Le gouvernement suisse a pris la décision de s’engager dans le projet de mobilité militaire, aux côtés d’autres pays non membres de l’Union européenne. L’objectif est de simplifier les procédures administratives lors de la mobilisation des forces armées entre les différents États membres de l’UE. Cette décision revêt une grande importance pour la Suisse, qui se positionne en tant que pays neutre.
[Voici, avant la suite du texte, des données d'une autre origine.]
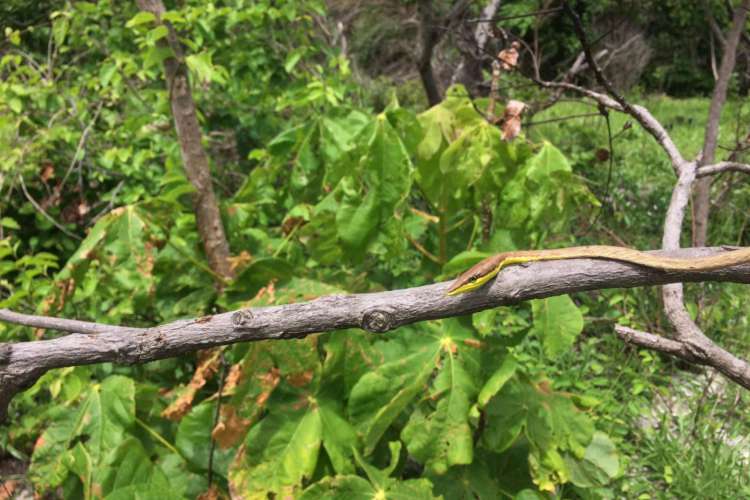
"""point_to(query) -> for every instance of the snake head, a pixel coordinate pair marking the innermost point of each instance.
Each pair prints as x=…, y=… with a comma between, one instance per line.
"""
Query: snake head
x=476, y=276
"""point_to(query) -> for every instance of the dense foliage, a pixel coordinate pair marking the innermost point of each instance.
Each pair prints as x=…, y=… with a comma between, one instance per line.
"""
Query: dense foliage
x=321, y=193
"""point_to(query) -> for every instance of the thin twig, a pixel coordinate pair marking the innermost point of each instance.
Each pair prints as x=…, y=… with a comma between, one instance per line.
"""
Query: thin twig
x=222, y=378
x=41, y=210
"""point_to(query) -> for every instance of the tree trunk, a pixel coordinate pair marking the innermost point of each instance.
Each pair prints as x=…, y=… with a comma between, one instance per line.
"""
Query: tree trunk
x=428, y=37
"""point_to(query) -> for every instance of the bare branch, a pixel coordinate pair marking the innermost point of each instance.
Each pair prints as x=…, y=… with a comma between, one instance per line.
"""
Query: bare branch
x=194, y=157
x=42, y=211
x=642, y=115
x=23, y=362
x=698, y=350
x=702, y=190
x=654, y=342
x=723, y=166
x=63, y=325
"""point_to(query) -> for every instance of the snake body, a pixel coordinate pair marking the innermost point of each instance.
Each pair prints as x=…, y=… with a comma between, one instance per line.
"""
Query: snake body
x=487, y=269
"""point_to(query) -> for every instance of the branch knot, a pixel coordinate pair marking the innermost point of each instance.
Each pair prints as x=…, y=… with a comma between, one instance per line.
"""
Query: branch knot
x=242, y=318
x=378, y=320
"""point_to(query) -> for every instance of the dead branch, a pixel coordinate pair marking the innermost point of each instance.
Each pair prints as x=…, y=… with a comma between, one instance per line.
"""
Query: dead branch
x=702, y=188
x=22, y=363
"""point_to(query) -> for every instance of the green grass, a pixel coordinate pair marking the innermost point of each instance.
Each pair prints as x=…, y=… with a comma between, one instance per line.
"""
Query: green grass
x=695, y=444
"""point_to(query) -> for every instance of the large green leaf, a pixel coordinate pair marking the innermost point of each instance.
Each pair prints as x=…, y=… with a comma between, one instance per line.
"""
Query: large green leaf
x=279, y=452
x=381, y=395
x=193, y=439
x=558, y=322
x=440, y=436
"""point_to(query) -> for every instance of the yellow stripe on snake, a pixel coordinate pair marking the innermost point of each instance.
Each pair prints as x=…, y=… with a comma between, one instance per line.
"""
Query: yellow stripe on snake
x=487, y=269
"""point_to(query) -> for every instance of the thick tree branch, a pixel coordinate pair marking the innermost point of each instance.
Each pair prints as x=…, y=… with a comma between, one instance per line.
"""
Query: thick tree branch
x=21, y=364
x=692, y=351
x=431, y=30
x=469, y=70
x=723, y=166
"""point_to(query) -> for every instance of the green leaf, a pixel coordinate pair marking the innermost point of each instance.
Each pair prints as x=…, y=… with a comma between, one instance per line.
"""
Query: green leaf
x=109, y=414
x=193, y=439
x=156, y=34
x=142, y=17
x=9, y=223
x=280, y=452
x=339, y=437
x=79, y=462
x=600, y=463
x=292, y=60
x=438, y=433
x=48, y=467
x=381, y=395
x=59, y=29
x=558, y=322
x=256, y=275
x=203, y=68
x=497, y=380
x=129, y=465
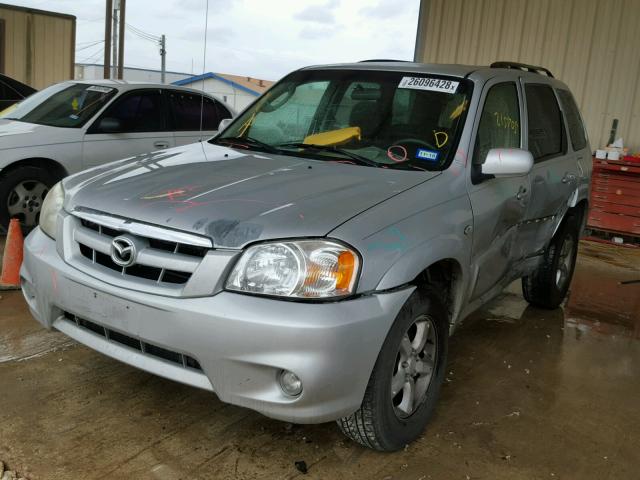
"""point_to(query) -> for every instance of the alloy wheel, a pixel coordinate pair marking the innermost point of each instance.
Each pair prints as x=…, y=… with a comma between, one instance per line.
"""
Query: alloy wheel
x=25, y=201
x=414, y=368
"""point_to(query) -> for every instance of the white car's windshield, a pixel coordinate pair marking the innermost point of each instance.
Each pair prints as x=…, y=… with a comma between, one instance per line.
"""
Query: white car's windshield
x=62, y=105
x=376, y=118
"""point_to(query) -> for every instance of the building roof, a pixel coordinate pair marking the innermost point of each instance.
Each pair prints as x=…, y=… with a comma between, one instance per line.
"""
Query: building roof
x=37, y=11
x=253, y=86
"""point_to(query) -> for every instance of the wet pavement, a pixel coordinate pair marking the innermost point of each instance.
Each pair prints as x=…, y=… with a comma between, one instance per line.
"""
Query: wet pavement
x=529, y=394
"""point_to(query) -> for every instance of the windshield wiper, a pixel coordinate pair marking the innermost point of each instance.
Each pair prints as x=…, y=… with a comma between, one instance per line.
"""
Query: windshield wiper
x=248, y=142
x=359, y=159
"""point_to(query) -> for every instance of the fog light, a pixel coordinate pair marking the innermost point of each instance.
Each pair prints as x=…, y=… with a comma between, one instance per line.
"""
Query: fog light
x=290, y=383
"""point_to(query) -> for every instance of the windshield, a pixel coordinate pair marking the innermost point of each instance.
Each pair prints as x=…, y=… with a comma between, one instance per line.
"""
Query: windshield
x=382, y=119
x=62, y=105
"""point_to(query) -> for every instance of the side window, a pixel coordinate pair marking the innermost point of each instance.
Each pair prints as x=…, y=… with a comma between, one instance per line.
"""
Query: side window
x=499, y=125
x=8, y=93
x=574, y=121
x=546, y=132
x=186, y=111
x=138, y=112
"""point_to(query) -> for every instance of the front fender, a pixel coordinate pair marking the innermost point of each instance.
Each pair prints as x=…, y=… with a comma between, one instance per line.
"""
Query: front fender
x=423, y=255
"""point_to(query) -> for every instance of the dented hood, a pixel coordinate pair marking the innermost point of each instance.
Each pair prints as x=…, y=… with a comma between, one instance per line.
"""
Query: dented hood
x=236, y=197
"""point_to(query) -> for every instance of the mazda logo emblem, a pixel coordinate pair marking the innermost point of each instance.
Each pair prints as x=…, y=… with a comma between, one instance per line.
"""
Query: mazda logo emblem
x=123, y=251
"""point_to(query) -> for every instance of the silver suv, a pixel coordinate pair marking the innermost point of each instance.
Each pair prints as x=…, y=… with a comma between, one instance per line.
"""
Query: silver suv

La Suisse participe à un projet de mobilité militaire financé par l’UE
La Suisse a décidé de rejoindre un projet de mobilité militaire financé par l’Union européenne, auquel participent des pays non membres de l’UE tels que le Royaume-Uni, les États-Unis, le Canada et la Norvège. Cette initiative vise à faciliter la mobilisation des forces et des équipements militaires des pays participants, remettant ainsi en question la neutralité de la confédération helvétique. De nombreux Suisses ne sont pas favorables à cette participation du chef de l’Armée, le commandant de corps Thomas Süssli, à une rencontre des chefs d’armée de l’Otan qui s’est déroulée à Bruxelles.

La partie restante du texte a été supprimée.